On Monday November 7, 2023, the Hon Mia Amor Mottley, Prime Minister and Minister of Finance, Economic Affairs and Investment, rose in Parliament to inform and announce reforms to Barbados’ corporate tax rates by way of a Ministerial Statement.
The prime minister provided the contextual background of why the statement had to be made as well as the recommendations and position taken by the government of Barbados to reform the corporate tax rate.
The context for the statement is well understood by the Barbados Private Sector Association (BPSA). The BPSA opines that the Prime Minister once again brought to the public’s attention and addressed yet another “crisis” for Barbados; that is, the existential risk to our jurisdictional reputation and the real threat to our country’s economic and social development presented by both compliance and non-compliance with the Organisation for Economic Cooperation and Development (OECD).
So why could this be regarded as yet another crisis for Barbados? The impact of the uncertainty since the announcement of the intent of a global minimum corporate tax rate of 15 per cent and what could portend for domestic and international companies operating in Barbados, given our present corporate tax structure, is of significant relevance. This uncertainty had the potential to negatively impact our global business sector and, by extension, the nation’s revenue collection capacity as multinational businesses contemplated the jurisdictional risk of domiciling in Barbados and forecasted the impact of any changes on the sustainability and viability of enterprises beyond 2024.
Our response therefore is firstly that the Ministerial Statement is timely in order to advise the Barbados position and to bring the period of uncertainty to an end.

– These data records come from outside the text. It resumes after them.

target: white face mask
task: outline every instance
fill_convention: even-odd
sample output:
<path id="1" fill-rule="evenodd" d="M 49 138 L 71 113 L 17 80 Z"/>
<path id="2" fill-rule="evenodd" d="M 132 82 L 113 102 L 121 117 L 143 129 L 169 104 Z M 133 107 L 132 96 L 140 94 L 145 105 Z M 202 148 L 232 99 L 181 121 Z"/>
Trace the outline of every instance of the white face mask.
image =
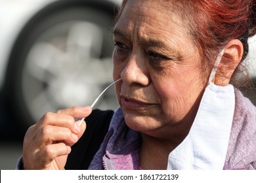
<path id="1" fill-rule="evenodd" d="M 223 53 L 216 59 L 188 135 L 169 156 L 167 169 L 223 169 L 235 106 L 234 87 L 211 82 Z"/>

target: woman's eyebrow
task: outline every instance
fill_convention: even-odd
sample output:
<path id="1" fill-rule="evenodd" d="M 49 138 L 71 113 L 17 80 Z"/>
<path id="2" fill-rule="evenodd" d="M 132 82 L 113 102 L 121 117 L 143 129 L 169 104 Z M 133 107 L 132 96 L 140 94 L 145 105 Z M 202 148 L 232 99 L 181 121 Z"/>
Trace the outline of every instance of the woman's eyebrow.
<path id="1" fill-rule="evenodd" d="M 114 36 L 119 36 L 122 37 L 123 39 L 127 39 L 127 35 L 125 32 L 122 31 L 119 29 L 114 29 L 112 31 L 112 34 Z M 148 46 L 160 46 L 160 47 L 163 47 L 163 46 L 166 46 L 166 44 L 163 43 L 162 41 L 154 39 L 152 37 L 140 37 L 137 39 L 138 42 L 141 44 L 146 44 Z"/>
<path id="2" fill-rule="evenodd" d="M 115 36 L 119 36 L 119 37 L 122 37 L 123 38 L 127 38 L 127 34 L 121 31 L 121 30 L 119 30 L 119 29 L 114 29 L 113 31 L 112 31 L 112 35 L 115 35 Z"/>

The private sector notes that the rate, as announced, whilst a significant increase from the current rate, is yet moderate when compared to what pertained in 2018 and prior. Within this context, the increase represents a palatable position given the requirement to comply with the OECD guidelines. Each of the productive sectors will now be required to assimilate and assess the impact of the measures and determine how business will truly be impacted while acknowledging that the role of the private sector in the modern economy is to drive economic growth through the creation of value-added goods and services. The value chain sectors such as the manufacturing sector for instance, have already signalled that the impact on their members’ value add in the productive cycle is to be determined.
The BPSA lauds the fact that consideration was given for a lower corporation tax rate of 5.5 per cent for small businesses whose gross income is less than BD$2 million. In addition, the provision made for Class 1, Class 2 and Class 3 insurance businesses to remain unaffected is well acknowledged. This is positive as Barbados is one of the top 10 Captive insurance Domiciles in the world, noting the vast majority of companies fall into the category of Class I insurance business.

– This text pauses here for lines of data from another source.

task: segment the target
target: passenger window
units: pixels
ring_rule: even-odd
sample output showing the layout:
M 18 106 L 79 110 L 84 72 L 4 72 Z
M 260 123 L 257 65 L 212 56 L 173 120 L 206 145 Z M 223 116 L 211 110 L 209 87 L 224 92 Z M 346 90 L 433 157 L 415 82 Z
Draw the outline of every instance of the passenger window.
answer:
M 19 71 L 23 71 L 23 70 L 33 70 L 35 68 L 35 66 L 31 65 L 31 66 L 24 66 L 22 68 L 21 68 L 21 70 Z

However, there are a mere eight weeks between the time of the announcement of the intended changes and the date of effective implementation. The private sector is therefore cognizant of the need for further directions from the Barbados Revenue Authority given the change to a monthly pre-payment of corporation tax and also for operational systems adjustments to facilitate a smooth transition and compliance within the private sector.
The BPSA urges the private sector of Barbados to maximise the opportunities presented within the context of the new tax credits. Nevertheless, the BPSA cautions of the need for consistency and transparency in determining eligibility for the employment and research and development credits.
We urge that the usual courtesies of information sharing and responses to queries from the private sector be observed, as we collectively seek to navigate any changes and new mandates arising from this corporate taxation reform. We also anticipate further changes to other interlocking pieces of legislation that work harmoniously with corporation tax and would anticipate further transformative measures and revisions to the broader tax code of Barbados.
Has Barbados averted yet another crisis? The answer may not be forthcoming with a degree of certainty but we are hopeful that the position taken by the Barbados government would bring a measure of confidence in the nation’s capacity and willingness to deal with external and internal shocks head-on.
The BPSA is cognisant that the international response to the Barbados announcements and the cascading positions in the 130 countries potentially impacted by the global minimum tax imperative, presents a very fluid situation which may necessitate further changes over the ensuing two years. What is not well assimilated, however, is the consultative process leading to the measures, as announced. The private sector notes that while there was input from select private sector entities, inclusive of many representatives from the global business sector, there was a lack of engagement with the wider private sector constituents. This is unfortunate given the broad-based impact of the domestic measures. Nevertheless, we wish to express our appreciation to the stakeholders who have diligently worked over the past two years in this regard and are heartened by the Prime Minister’s stated intent in the Ministerial Statement to engage with the wider private sector in the upcoming weeks.
The BPSA commits to working with all stakeholders to ensure that Barbados continues to be an attractive place for doing business and so attract a high level of investment by both local and foreign investors. In so doing the BPSA maintains a policy of consultation, engagement and collaboration on any issues arising from these measures.
The Barbados Private Sector Association (BPSA) is the umbrella agency of private sector organisations in Barbados. The role of the association is to promote and defend the interests of the private sector at the national level.